Example case where GradientBoosting wrongly (20-30%) predicted loan default, but did not.

Example case where GradientBoosting predicted loan default, but the loan did not default.

# False positives, with high (mistaken) confidence
preds[(y_val==0) & (gb_pred==1)].sort_values(by='confidence', ascending=False).head(3)

	y_val	gb_pred	gb_pred_proba	confidence
33542	0	1	0.890068	0.390068
11486	0	1	0.688957	0.188957
34640	0	1	0.687962	0.187962

Did GradientBoosting do something wrong that produced a wrong prediction?

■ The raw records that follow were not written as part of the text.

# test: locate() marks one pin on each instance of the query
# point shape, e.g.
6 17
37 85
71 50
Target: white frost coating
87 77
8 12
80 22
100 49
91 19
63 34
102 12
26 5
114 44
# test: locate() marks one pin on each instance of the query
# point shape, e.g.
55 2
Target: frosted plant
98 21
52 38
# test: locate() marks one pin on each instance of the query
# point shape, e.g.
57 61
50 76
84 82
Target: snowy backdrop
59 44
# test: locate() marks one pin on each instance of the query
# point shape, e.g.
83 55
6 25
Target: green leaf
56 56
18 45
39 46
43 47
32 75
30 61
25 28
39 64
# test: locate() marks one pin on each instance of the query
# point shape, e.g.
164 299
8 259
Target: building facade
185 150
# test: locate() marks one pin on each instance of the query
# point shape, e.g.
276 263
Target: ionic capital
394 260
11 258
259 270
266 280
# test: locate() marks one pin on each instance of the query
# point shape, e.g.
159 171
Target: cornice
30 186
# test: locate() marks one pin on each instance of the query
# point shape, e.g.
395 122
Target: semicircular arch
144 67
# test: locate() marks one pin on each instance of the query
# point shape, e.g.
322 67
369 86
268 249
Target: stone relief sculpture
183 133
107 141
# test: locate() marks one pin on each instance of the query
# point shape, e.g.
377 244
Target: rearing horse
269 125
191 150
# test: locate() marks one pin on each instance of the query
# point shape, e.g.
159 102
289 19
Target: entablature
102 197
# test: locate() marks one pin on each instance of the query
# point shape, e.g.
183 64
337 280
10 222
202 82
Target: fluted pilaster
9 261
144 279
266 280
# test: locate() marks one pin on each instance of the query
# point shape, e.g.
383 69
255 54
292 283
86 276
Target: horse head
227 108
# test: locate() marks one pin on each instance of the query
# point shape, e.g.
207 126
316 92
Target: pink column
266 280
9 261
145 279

For example case 33542, Shapley plot showed having high “sub grade=5.5” and high “interest_rate=26.77” to be high risk for default. But reality is unpredictable and the borrower that belonged to the case 33542 loan paper, did not default and commit to make payment up to the date as the data was collected. This means the possibility of future default beyond the date that data was collected, still exists because the probability of default remains at 70-80%.

Conclusion

As seen above, ensembled tree data model such as GradientBoosting classifier can be very useful tool to guide investors navigating through the confusing and misleading statistical data that were collected for investment. Without tools such as algorithmic data model, investors would have to rely on instinct and experience plus luck to be successful in investing. Ensembled tree GradientBoosting classifier data model not only provides a mathematical formula approach to investing, it also let investors question that the logic that makes up the prediction behind the scene.